Protected Areas: Mitigating Climate Change

By: Biba Jasmine Kaur
Protected areas provide the most effective management strategy to conserve biodiversity and in the changing climatic scenario will become a necessary tool to reduce the vulnerability of human societies.
Planning n Mitigation

Protected areas are one of the most effective tools available for conserving biodiversity. As defined by the International Union for Conservation of Nature (IUCN) 1994, a protected area is an ‘area of land and/or sea especially dedicated to the protection and maintenance of biological diversity, and of natural and associated cultural resources, and managed through legal or other effective means’. Today, protected habitats often contain the only remaining populations of a particular type and species. For the Assam’s roofed turtle (Pangshura sylhetensis), found in parts of eastern Bangladesh and the north east of India, avoiding extinction is entirely dependent upon the continued protection of its habitat.

Setting aside area for the preservation of the natural environment is not a recent phenomenon. Historical examples include the sacred groves of Asia and Africa and the indirect protection of biodiversity afforded by royal hunting grounds. The establishment of protected area is now however, a legislative component of most national and regional agendas to counter biodiversity loss. Starting in the later part of the 20th century, new forms of management and different approaches to governance emerged. Conserving the diversity of nature continued to be a primary consideration. Today, the responsibilities for governing these areas are increasingly being shared with protected areas being home to indigenous people who depend on the health and viability of the region for their very survival, and who in turn through their continued practices assure the ongoing protection of native plants and animals.

Science tells us that protected areas are good for protecting nature. Yet, it is not science alone that drives the establishment of protected area. Emotions are part of the equation too: people feel strongly about the beauty of a landscape or the possible loss of charismatic species such as the Grizzly bear or the Bengal tiger. Creating a global, ecologically representative reserve system that is well-managed will require substantial financial investment.
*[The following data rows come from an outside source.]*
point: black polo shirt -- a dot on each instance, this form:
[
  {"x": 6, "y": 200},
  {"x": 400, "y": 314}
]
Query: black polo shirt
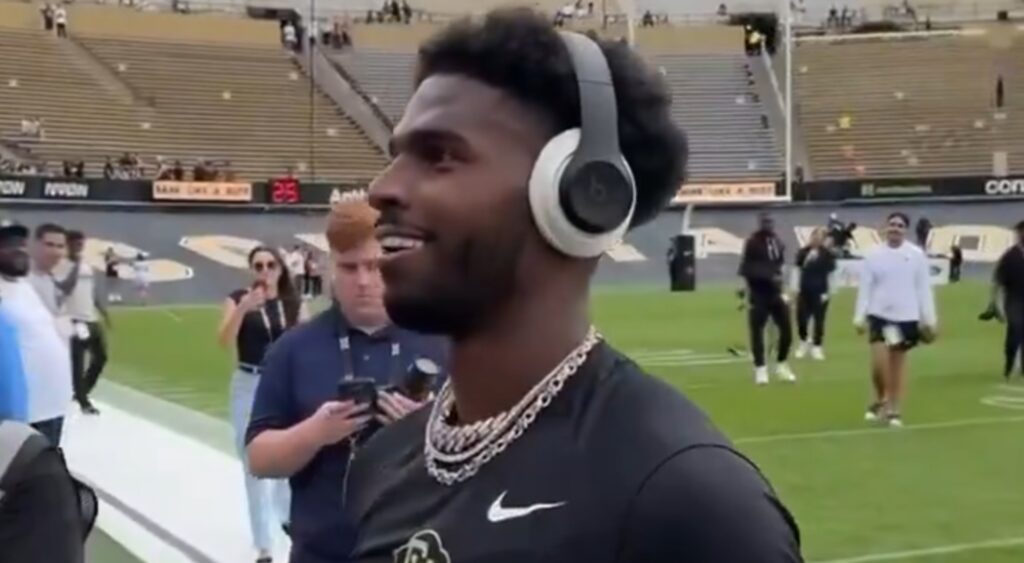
[
  {"x": 301, "y": 372},
  {"x": 621, "y": 468}
]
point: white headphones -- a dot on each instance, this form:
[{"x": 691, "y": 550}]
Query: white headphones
[{"x": 582, "y": 191}]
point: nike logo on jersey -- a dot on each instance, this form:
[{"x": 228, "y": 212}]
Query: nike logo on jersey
[{"x": 498, "y": 513}]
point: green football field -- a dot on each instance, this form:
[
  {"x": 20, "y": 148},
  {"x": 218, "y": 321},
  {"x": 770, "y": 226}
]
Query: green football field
[{"x": 946, "y": 487}]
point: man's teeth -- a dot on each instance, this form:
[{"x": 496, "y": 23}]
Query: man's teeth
[{"x": 392, "y": 244}]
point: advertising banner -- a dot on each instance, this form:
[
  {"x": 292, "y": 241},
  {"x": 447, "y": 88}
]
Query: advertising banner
[
  {"x": 203, "y": 191},
  {"x": 732, "y": 192},
  {"x": 909, "y": 188}
]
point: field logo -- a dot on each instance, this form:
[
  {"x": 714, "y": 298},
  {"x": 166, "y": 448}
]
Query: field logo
[{"x": 682, "y": 357}]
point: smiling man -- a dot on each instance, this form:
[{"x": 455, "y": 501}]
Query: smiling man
[{"x": 518, "y": 161}]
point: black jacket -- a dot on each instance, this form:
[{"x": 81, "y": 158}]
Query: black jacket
[
  {"x": 815, "y": 267},
  {"x": 761, "y": 266}
]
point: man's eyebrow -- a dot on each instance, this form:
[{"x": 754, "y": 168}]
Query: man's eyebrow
[{"x": 420, "y": 137}]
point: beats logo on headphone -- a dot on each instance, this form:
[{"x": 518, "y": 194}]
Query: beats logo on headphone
[{"x": 582, "y": 191}]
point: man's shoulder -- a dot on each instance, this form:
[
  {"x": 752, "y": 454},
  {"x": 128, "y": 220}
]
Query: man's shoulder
[
  {"x": 316, "y": 328},
  {"x": 648, "y": 414},
  {"x": 431, "y": 345}
]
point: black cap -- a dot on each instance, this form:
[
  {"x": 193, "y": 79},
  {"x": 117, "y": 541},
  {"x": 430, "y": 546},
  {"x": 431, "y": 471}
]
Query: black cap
[{"x": 10, "y": 229}]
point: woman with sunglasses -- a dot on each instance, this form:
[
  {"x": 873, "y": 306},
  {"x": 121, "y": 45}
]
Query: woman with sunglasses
[
  {"x": 896, "y": 307},
  {"x": 253, "y": 318}
]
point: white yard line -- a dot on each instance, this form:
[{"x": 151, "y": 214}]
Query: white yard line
[
  {"x": 175, "y": 493},
  {"x": 878, "y": 430},
  {"x": 938, "y": 550}
]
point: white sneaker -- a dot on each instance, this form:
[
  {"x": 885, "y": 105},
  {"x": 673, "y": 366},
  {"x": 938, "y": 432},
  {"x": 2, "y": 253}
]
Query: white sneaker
[
  {"x": 802, "y": 350},
  {"x": 761, "y": 376},
  {"x": 783, "y": 373}
]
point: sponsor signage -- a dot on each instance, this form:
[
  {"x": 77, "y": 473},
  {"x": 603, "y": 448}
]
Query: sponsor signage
[
  {"x": 203, "y": 191},
  {"x": 285, "y": 190},
  {"x": 738, "y": 192},
  {"x": 12, "y": 188},
  {"x": 70, "y": 189},
  {"x": 1005, "y": 186},
  {"x": 908, "y": 188}
]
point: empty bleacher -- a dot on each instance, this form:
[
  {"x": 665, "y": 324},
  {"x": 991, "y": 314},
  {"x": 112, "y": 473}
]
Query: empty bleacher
[
  {"x": 181, "y": 87},
  {"x": 247, "y": 104},
  {"x": 912, "y": 109},
  {"x": 714, "y": 100},
  {"x": 39, "y": 77}
]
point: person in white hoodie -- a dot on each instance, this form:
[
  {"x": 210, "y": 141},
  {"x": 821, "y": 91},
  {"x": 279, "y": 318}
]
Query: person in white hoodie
[
  {"x": 44, "y": 350},
  {"x": 896, "y": 307}
]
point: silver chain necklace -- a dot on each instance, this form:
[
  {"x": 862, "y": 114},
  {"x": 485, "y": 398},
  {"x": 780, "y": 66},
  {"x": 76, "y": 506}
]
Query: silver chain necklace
[{"x": 455, "y": 453}]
Thus, there is a need to prioritise the allocation of scarce conservation resources towards the expansion of existing protected areas so that returns from biodiversity conservation are maximised. Additionally, climate change poses an unprecedented threat with a range of extremely serious and hard to predict consequences.

 

Protected Areas and Climate Change

The Inter-governmental Panel on Climate Change (IPCC) estimates that 20 per cent of greenhouse gas emissions come from deforestation and other forms of land use change. Protected areas secure and prevent the loss of carbon through luxuriant vegetative growth and rich soil profiles; providing the most effective management strategy to avoid conversion to other land uses.

Protection of ecosystems usually secures their sequestration potential too, when climate change continue to undermine carbon capture, even inside protected areas. The Millennium Ecosystem Assessment, Synthesis Report 2005, estimated that 60 per cent of global ecosystem services are degraded, which ‘contribute to a significant rise in the number of floods and major wild fires on all continents since the 1940s’ The integrity of ecosystems, communities and species, and of the processes that confer resilience in ecosystems, is an essential factor in protecting against increasingly variable climatic extremes.

According to a report titled Effects of climate change on protected areas 2003, WWF, Germany, such regions offer limited defence against problems posed by rapid environmental change and that protected areas will themselves need to be changed if they are to meet the challenges posed by global warming. The Great Rann of Kutch in Gujarat is a vast area of seasonal salt lakes supporting huge populations of flamingos and is the only remaining habitat for 2000 Indian wild asses (Equus hemionus khur).The area is likely to become inundated by the sea, destroying the habitat and threatening the Indian Wild Ass Sanctuary and the Kutch Desert Wildlife Sanctuary. Also, investment in restoring ecosystem within and adjacent to protected area will also be necessary to enhance ecosystem services that serve to reduce the vulnerability of human societies.